Bronze Awards are typically completed by students aged 11+. They complete a ten-hour project which is a perfect introduction to STEM project work. Over the course of the project, teams of students design their own investigation, record their findings, and reflect on their learnings. This process gives students a taste of what it is like to be a scientist or engineer in the real-world.
Silver Awards are typically completed by students aged 14+ over thirty hours. Project work at Silver level is designed to stretch your students and enrich their STEM studies. Students direct the project, determining the project’s aim and how they will achieve it. They carry out the project, record and analyse their results and reflect on the project and their learnings. All Silver projects are assessed by CREST assessors via our online platform.

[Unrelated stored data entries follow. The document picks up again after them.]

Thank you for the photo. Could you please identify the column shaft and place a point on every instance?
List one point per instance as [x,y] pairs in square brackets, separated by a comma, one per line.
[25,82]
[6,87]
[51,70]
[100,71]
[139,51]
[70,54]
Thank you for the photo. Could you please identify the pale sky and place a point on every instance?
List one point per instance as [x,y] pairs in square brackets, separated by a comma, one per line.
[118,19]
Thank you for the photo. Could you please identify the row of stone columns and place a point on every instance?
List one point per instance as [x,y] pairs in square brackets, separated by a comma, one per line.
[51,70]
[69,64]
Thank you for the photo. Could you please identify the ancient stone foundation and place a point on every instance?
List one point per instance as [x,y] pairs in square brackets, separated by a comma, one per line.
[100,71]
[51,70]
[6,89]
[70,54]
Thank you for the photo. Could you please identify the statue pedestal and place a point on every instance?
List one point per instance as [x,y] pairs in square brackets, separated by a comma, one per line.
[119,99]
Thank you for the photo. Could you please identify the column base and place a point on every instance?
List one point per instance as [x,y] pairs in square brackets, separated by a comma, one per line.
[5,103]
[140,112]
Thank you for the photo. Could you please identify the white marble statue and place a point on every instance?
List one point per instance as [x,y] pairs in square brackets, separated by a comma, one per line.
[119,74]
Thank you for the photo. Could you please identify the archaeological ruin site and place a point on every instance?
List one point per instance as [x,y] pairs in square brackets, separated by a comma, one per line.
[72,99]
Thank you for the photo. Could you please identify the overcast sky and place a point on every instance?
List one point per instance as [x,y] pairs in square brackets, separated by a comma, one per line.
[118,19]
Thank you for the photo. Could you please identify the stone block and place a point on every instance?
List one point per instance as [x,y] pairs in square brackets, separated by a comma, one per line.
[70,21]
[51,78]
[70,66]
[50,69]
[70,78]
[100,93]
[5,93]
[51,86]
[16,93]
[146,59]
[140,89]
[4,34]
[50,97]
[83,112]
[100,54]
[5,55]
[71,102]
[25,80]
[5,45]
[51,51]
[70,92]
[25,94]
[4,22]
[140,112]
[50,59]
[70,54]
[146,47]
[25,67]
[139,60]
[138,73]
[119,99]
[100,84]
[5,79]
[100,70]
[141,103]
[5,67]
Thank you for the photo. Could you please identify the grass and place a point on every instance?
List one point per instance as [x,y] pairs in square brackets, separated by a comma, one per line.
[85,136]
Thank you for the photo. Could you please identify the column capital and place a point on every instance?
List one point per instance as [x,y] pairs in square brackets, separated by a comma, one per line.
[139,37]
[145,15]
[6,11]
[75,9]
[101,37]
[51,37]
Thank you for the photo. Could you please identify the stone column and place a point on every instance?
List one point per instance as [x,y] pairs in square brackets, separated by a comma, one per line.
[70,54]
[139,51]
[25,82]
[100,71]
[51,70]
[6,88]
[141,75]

Gold Awards are typically completed by students aged 16+ over seventy hours. Students’ projects are self-directed, longer term and immerse them in real research. At this level, we recommend students work with a mentor from their chosen STEM field of study. All Gold projects are assessed by CREST assessors via our online platform. There are more CREST approved resources that have been developed by our partners and providers specific to your region.
Find out how to build practical CREST projects into secondary science lessons using our free teacher guidance pack. Supporting this guidance are easy-to-use, free-to-download mapping workbooks, which match individual Bronze, Silver and Gold CREST Award projects with each area of the secondary science curricula for England, Wales, Scotland and Northern Ireland. You can download and save your own copy of the relevant mapping workbook via the following links:
To browse the briefs, click the buttons below or scroll down.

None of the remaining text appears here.